One of India’s most internationally celebrated artists, Maqbool Fida Husain’s (1915-2011) career began in 1947—the same year that country won its independence from Great Britain. He was a founding and lifelong member of the Bombay Progressive Artists' Group, comprised of six young artists who wanted to “look at the world from an Indian way, not a British way,” according to fellow member, Sayed Haider Raza. The artists shared a collective desire to forge a modern Indian art for a new country.
The untitled painting offered by Freeman’s is a representation of one of Husain’s most vibrant and creative periods, and is marked by his use of quasi-Cubist faceting and thick, textured layers of impasto on the canvas. Its figural elements are represented in bright blue jewel tones and strong lines set against fields of earthy brown, creating a contrast that evokes the palette of daily life in rural India. As is characteristic of works from this period and into the mid-1960s, an abstract field of white and gray surrounds the borderless central subject, consistently separating figure from ground, cutting off elements like the blue hand at right, and bleeding over the green and brown paint in the upper left section. The artist’s decision to integrate figure and ground in this way creates a balanced composition that is quite distinct from his treatment of iconic subjects like the Indian epic, Mahabharata, that appear later in the 1960s. Across the canvas, paint is applied in overlapping layers; lines are thick and expressive, as seen in his early and mid-career work. Husain in this period was surrounded by leading modernist peers, including Tyeb Mehta and V.S. Gaitonde, who were beginning to explore elements of gesture and abstraction. It appears from this work that Husain absorbed certain aspects of their concerns, if only around this moment.

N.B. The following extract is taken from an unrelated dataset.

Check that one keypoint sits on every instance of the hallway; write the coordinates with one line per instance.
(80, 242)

This painting was acquired in 1959 at the Dhoomimal Gallery in New Delhi by Americans living there who worked for the United States Agency for International Development (USAID).

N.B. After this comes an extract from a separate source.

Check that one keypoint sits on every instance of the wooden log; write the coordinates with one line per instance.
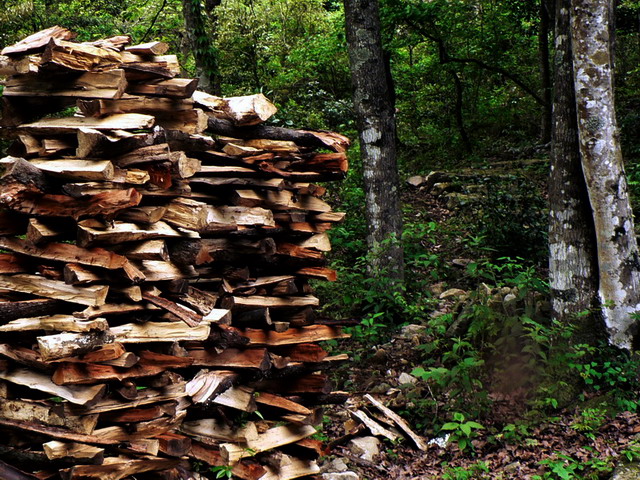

Established in 1937, the gallery was a leading art center in India in the years around its independence, as no true commercial galleries were established in that country’s main artistic centers of Bombay and Delhi until the early 1960s. Dhoomimal’s importance in these years was noted as much for its presence as a lively center where artists could meet, as for its critical or commercial ambitions. This aspect was key for artists like Husain, who was known for his sociability in India’s developing art scene of the 1940s and 50s. Freeman’s is particularly pleased to offer this striking work from a pivotal time in India’s history by one of its modern, mid- century masters.
This work sold for $51,200 at the 2 November 2014 auction of Modern & Contemporary Art.